The title of this blog post is an apparently trivial to answer question, however it is worth to consider a bit better what performance really means: it is easy to get confused between scalability and performance, and to decompose performance, in the specific case of database systems, in its different main components, may not be trivial. In this short blog post I’ll try to write down my current idea of what performance is in the context of database systems.

A good starting point is probably the first slide I use lately in my talks about Redis. This first slide is indeed about performance, and says that performance is mainly three different things.

1) Latency: the amount of time I need to get the reply for a query.

2) Operations per unit of time per core: how many queries (operations) the system is able to reply per second, in a given reference computational unit?

3) Quality of operations: how much work those operations are able to accomplish?

Latency
—

This is probably the simplest component of performance. In many applications it is desirable that the time needed to get a reply from the system is small. However while the average time is important, another concern is the predictability of the latency figure, and how much difference there is between the average case and the worst case. When used well, in-memory systems are able to provide very good latency characteristics, and are also able to provide a consistent latency over time.

Operations per second per core
—

The second component I’m enumerating is what makes the difference between raw performance and scalability. We are interested in the amount of work the system is able to do, in a given unit of time, for a given reference computational unit. Linearly scalable systems can reach a big number of operations per second by using a number of nodes, however this means they are scalable, and not necessarily performant.

Operations per second per core is also usually bound to the amount of queries you can perform per watt, so to the energy efficiency of the system. 

Quality of operations
—

The last point, while probably not as stressed among developers as throughput and latency, is really important in certain kind of systems, especially in-memory systems.

A system that is able to perform 100 operations per second, but with operations of “poor quality” (for example just GET and SET in Redis terms) has a lower performance compared to a system that is also able to perform an INCR operation with the same latency and OPS characteristics.
For instance, if the problem at hand is to increment counters, the former system will require two operations to increment a counter (we are not considering race conditions in this context), while the system providing INCR is able to use a single operation. As a result it is actually able to provide twice the performance of the former system.

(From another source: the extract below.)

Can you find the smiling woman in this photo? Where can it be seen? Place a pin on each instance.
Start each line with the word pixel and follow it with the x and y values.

As you can see the quality of operations is not an absolute meter, but depends on the kind of problem to solve. The same two systems if we want to cache HTML fragments are equivalent since the INCR operation would be useless.

The quality of operations is particularly important in in-memory systems, since usually the computation itself is negligible compared to the time needed to receive, dispatch the command, and create a reply, so systems like Redis with a rich set of operations are able to provide better performance in many contexts almost for free, just allowing the user to do more with a single operation. The “do more” part can actually mean a lot of things: either provide a reply to a more complex question, like for example the ZRANK command of Redis, or simply being able to provide a more *selective* reply, like HMGET command that is able to provide information just for a subset of the fields composing an Hash value, reducing the amount of bandwidth required between the server and its clients.

In general quality of operations don't only affect performances because they give less or more value to the operations per second the system is able to perform: operations quality also directly affect latency, since more complex operations are able to avoid back and forth data transfer between clients and servers required to mount multiple simpler operations into a more complex computation.

Conclusion
—

I hope that this short exploration of what performance is uncovered some of the complexities involved in the process of evaluating the capabilities of a database system from this specific point of view. There is a lot more to say about it, but I found that the above three components of the performance are among the most interesting and important when evaluating a system and when there is to understand how to evolve an existing system to improve its performance characteristics.

Thanks to Yiftach Shoolman for feedbacks about this topic.